Third, Google search interest is surging in MSFT (+7), SPY (+5), and META (+3) over the past week — a quiet rotation conversation that didn’t make a single headline. Less heat on NVDA and TSLA. For yesterday’s price recap by cap tier, see our Movers daily; for what’s running right now, Trending has the live board.

Three things to watch today

ADP private payrolls at 8:15am ET. Tuesday’s JOLTS surprised with the biggest jump in openings since 2021, while hiring stayed soft. ADP is the Wednesday read into Friday’s NFP. A weak ADP with rising openings is the textbook “freeze, don’t fire” signature — companies posting roles but not pulling the trigger. That’s late-cycle.

NVIDIA’s follow-through. Every name downstream of NVDA ran on Tuesday; NVDA itself didn’t. Either today catches up — optical and server names dragging it along — or it doesn’t, and the market is telling you the picks-and-shovels are taking margin NVDA used to keep. One of those is true by Wednesday’s close. Watch this, not the index print.

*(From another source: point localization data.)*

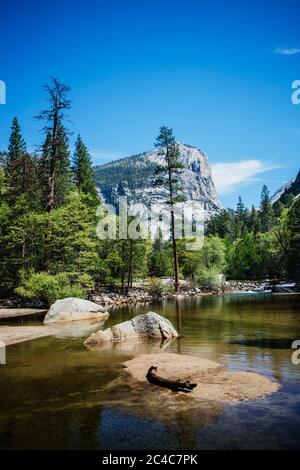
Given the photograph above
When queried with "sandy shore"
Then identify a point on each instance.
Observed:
(214, 381)
(7, 313)
(17, 334)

Crude at $93. WTI is +5% over five days on Iran headlines. The bond market hasn’t repriced inflation yet — the 10-year is still 4.45%. If crude breaks $95 and the 10-year stays put, something is mispriced. If the 10-year backs up to 4.55%+, high-multiple AI stocks get the bill.

Bottom line

The setup heading into Wednesday: a 9-day streak on a sleepy VIX, with conviction concentrated in one layer of one sector. Goldman called it greed. The breadth chart called it narrow. The optical and server prints called it earnings reality. All three can be true at once, and Wednesday’s ADP plus NVIDIA’s open are the two data points that resolve which one matters most.

Watch NVDA’s follow-through, not the S&P close. If picks-and-shovels keep running while NVDA stays flat, the market is repricing where AI margin lives. If NVDA catches up, yesterday was rotation noise. ADP at 8:15 breaks the tie on the labour side.